Are you a family with young children? Then chances are you spend a great deal of time doing laundry!
Help keep young kids safe by making sure that anything little fingers may try to open, pull on, or play with in the laundry room won't cause a poisoning injury.
Laundry detergents are poisonous. So pay close attention to how you store them before, during, and after use.
Keep laundry products in their original containers with the original label on them. Close them tightly when not in use.
Always put products away out of sight and reach of children and pets. It is best to store them in a high, locked cabinet. Do not store products on top of the washer and dryer or in storage drawers under laundry machines.
Read and follow all instructions on the product label. Know where the safety information is located on the label and what to do in case an injury occurs.
Never combine laundry detergent with ammonia or other household cleaners, because some chemical mixtures may release irritating or dangerous fumes.
If a product container is empty, throw it away properly. Do not reuse detergent buckets or bottles for other uses.
Clean up any spills immediately and wash your hands and any items you use to pour or measure products.
Close and lock the laundry room door when you are finished, so curious young children cannot get in.
Pay special attention to spray bottles. They are a common source of accidental poisoning and should be kept out of a child's reach.
Washers & Dryers
To avoid injuries from washers and dryers:
Use child locks on front-loading washers and dryers to prevent small children from opening the doors while they are in use and also to prevent them from ever crawling in the machines.
Clean the lint trap after each use to help prevent fires. Clogged lint traps are a common cause of house fires. In fact, the Consumer Product Safety Commission (CPSC) reports that washers and dryers were involved in one out of every 22 home fires reported in 2006-2010.
Do not lean on or allow children to play or hang on the doors of washers and dryers, because this can cause them to tip over.
Vent the dryer outside the home to prevent mold and mildew build-up.
Make a rule in your house that the washer and dryer are not toys.

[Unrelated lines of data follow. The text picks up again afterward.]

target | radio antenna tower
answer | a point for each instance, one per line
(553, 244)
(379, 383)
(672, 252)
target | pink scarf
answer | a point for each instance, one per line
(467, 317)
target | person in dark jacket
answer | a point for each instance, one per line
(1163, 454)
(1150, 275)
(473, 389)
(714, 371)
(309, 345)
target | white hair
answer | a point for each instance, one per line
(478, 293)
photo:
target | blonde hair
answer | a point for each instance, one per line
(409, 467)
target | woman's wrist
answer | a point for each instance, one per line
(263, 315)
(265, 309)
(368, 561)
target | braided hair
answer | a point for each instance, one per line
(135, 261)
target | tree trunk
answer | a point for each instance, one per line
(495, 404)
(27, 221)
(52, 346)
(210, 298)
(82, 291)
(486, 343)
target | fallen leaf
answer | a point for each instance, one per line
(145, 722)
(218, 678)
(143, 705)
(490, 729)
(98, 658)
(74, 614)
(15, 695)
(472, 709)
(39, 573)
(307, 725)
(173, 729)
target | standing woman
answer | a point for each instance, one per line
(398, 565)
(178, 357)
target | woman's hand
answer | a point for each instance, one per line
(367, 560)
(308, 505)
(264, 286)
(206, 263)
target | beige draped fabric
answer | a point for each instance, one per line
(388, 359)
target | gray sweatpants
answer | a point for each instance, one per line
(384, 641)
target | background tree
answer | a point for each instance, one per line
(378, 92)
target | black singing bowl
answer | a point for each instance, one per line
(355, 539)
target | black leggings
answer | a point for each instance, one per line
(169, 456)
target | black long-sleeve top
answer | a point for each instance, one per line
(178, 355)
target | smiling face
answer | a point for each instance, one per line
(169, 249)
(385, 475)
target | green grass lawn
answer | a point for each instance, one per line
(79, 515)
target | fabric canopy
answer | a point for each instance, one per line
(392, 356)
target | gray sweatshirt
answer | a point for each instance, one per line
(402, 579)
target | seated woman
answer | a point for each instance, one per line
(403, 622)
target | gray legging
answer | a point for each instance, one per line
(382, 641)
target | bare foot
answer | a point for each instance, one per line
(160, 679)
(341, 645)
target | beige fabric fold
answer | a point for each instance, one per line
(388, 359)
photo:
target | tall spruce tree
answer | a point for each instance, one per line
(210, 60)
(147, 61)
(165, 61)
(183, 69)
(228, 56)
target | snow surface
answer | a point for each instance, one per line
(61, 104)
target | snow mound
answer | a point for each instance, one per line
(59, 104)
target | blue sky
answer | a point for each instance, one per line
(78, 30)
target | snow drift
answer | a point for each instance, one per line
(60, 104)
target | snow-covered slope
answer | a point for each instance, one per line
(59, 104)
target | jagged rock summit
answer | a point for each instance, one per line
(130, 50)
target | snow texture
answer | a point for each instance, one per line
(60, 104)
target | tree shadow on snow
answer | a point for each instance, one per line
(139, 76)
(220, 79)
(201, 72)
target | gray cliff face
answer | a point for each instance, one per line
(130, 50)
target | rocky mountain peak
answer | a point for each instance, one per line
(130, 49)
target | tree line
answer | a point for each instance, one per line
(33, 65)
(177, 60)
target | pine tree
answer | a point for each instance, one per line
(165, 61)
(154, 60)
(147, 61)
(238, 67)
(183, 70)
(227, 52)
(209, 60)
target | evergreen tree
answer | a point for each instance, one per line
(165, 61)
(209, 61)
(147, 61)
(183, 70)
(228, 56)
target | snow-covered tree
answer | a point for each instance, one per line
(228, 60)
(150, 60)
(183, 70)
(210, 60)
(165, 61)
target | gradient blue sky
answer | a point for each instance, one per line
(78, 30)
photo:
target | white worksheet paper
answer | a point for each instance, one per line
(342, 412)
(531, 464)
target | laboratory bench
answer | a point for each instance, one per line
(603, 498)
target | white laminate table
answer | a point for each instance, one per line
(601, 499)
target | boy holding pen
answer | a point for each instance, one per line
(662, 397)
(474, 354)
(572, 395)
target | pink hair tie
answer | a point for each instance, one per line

Young children may want to explore this "mysterious opening" we call the laundry chute. While convenient for adults, it poses a great danger for small children.
Make sure laundry chute doors are out of the reach of a small child (36 inches or more off the floor).
Install child locks to keep your child from opening the chute.
Tell your children that the laundry chute is meant only for clothes. Toys and people should never go in the laundry chute.